Winning a Hackathon revisited: 2nd place on my first hackathon (and 1st place on the second)
This is an addition to the original article My research on how to win a hackathon. In this one I will outline my own learnings after ranking 2nd on my first hackathon (Gorenje Hackathon) with a team I never met before.
It’s always good to do a retrospective after a project. This is my retrospective on Gorenje Group Hackathon. Here is a list of approaches, changes, … I would implement for my next Hackathon:
Start with problem discovery by mapping user Journeys
Next time I would start by mapping the user’s journey from start to the end:
- Where, when and how is user exposed to the brand?
- What is company trying to achieve with a specific activity?
- How do user’s interactions with the brand look like?
- What about after sale?
Talk to all the mentors to get more details on this and be on the lookout for problems and opportunities. They are knowledgeable about existing efforts of the company and have a lot of experiences at what is possible and why. Including them in the research phase and listening to their inputs will help you get to the right problem/solution + they will remember your efforts during judgement time.
Call your friends / parents / … users you know
Fastest way to access real users is via your phonebook and social media. Talk to your friends and family who had experienced the brand or type of products the brand is offering and ask:
- Ask them about latest experiences.
- How was it like in the past (5, 10, 15,… years ago) experiencing this same activity?
- How would they want it to look like if they would have a magic wand?
Keep the team unified
If you are working in a new team it can happen that each of you will be pulling the strings in different directions. This is because you see different problems differently interesting. Guide the team by:
- Presenting good arguments and ask hard questions,
- interview mentors/users as a group so everyone gets to hear and ask,
- if you talk separately to users or mentors have a group briefing,
- if there is a disagreement on the direction — get 1–3 new users to interview them as a group and you will see what problem/idea has bigger impact.
You will be pivoting
Matej Golob and Daniela Bervar Kotolenko said it nicely — you will be pivoting, finding yourself at square one and that’s normal.
It happened to us multiple times. We needed the whole first day to find a problem worth solving. We changed our idea/problem at least 5 times. Just be calm, talk to people, test, prototype,… A good problem will come. Half a day is enough time to build a good pitch (Read: How to not suck at presentations).

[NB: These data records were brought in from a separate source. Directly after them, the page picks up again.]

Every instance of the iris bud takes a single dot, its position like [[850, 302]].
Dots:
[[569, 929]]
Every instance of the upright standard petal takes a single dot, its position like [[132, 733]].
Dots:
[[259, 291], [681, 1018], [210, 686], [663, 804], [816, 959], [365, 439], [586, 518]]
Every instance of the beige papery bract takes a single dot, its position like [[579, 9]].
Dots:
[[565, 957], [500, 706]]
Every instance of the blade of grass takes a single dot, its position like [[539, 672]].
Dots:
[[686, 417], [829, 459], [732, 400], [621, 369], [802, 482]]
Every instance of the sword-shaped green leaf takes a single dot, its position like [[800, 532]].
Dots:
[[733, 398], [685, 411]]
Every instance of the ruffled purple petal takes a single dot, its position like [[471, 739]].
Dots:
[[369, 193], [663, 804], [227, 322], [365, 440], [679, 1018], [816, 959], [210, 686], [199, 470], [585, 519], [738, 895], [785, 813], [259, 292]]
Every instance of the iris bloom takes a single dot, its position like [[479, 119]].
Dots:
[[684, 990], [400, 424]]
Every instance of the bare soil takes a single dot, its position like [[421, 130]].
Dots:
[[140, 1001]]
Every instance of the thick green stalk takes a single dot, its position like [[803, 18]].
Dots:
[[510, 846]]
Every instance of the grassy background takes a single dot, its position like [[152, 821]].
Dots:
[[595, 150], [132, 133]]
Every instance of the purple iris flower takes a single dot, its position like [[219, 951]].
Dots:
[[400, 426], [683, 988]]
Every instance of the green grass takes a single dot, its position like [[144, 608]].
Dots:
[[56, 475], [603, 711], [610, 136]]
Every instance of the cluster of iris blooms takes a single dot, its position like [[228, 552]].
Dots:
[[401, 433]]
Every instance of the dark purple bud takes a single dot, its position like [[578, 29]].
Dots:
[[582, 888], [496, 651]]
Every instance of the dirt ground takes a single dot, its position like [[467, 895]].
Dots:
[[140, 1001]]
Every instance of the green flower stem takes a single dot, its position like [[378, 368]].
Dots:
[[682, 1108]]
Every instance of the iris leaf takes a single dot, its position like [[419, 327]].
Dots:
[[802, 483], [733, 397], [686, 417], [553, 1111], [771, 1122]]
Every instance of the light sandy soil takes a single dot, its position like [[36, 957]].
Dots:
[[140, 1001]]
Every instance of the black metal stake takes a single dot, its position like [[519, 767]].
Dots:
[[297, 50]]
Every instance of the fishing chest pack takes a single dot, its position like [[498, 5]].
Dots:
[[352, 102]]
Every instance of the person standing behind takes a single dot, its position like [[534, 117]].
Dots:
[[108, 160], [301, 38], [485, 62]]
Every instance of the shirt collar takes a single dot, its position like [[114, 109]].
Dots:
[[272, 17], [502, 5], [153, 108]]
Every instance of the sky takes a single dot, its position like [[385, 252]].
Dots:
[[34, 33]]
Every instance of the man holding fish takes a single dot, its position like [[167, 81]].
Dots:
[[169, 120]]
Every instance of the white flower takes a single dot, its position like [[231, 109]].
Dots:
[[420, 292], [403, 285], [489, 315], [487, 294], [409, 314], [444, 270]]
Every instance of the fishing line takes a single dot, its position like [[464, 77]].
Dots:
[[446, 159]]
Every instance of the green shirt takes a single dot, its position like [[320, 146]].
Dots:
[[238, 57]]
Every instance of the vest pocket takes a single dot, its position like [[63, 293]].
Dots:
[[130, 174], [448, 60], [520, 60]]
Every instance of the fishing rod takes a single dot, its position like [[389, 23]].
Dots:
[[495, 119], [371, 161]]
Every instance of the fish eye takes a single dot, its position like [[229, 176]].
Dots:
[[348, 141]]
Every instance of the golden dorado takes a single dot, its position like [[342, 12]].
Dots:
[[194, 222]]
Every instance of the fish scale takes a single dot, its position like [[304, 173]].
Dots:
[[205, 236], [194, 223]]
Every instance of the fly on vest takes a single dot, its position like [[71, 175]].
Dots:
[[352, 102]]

Test the pitch constantly — it will re-shape your product/service idea
As a presenter, you will most likely be writing the pitch/presentation yourself. What you might not be aware of is that you will also be shaping the product. It’s important to present the pitch to the whole team as soon as you have one paragraph written! Get input as early as possible. This will keep the team aligned and get you additional ideas to adapt the product.
Use the judges that haven’t heard your idea yet as test subjects. Use their feedback to reshape your pitch and product/service idea.
And last but not least: Don’t forget to take a break and bond with your team!